Area looks for break from the heat

By MIKE BRASSFIELD

© St. Petersburg Times, published July 21, 2000


The dog days of summer have arrived, panting and gasping for air.

It's not your imagination: It really does feel hotter than usual, even for late July in Florida.

Factoring in the humidity, the "feels-like" temperature reached a brutal 109 degrees at 3 p.m. Thursday at Tampa International Airport. More of the same is expected through the weekend.

Forecasters expect the Tampa Bay area to cool off a bit next week, although the phrase "cool off" is relative; the temperature and humidity should "cool" to their normal summertime levels.

Thursday's scorching heat prompted the National Weather Service to warn people, particularly the elderly, to avoid strenuous outdoor activity and to stay in the shade, or even better, indoors in the air conditioning.

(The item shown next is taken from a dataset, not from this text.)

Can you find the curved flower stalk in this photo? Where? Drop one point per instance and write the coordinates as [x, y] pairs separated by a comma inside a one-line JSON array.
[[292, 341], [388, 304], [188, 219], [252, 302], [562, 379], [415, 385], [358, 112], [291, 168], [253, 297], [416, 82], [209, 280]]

"With this added humidity, the "feels-like' temperature has been hovering around 105 for most of the afternoon," said Russell Henes, a meteorologist with the National Weather Service in Ruskin.

The problem is that the wind keeps coming out of the west instead of from the east as it normally would this time of year. This persistent westerly wind is bringing moist air from the Gulf of Mexico, keeping the humidity up.

That means it won't cool down at night. Local temperatures early Thursday got no lower than 82, when they normally would have dropped into the mid-70s.

At some point, probably early next week, the wind will shift and the humidity will drop.

"But there's no indication that will happen this weekend," Henes said.

High temperatures are expected to stay around 90 degrees for at least the next five days. The humidity isn't going anywhere, so the weather should stay muggy.

Some cooling rains might help, and scattered showers and thunderstorms remain a possibility. Weekend forecasts call for a 50 percent chance of rain throughout the Tampa Bay area.

In the meantime, people will keep breaking into a sweat every time they walk outside.

"Yeah, but it's a dry heat," Will Fournier said with weary sarcasm as he waited for a bus Thursday in St. Petersburg's Williams Park. "Like the man said, it's not the heat, it's the humidity. It's murder out here."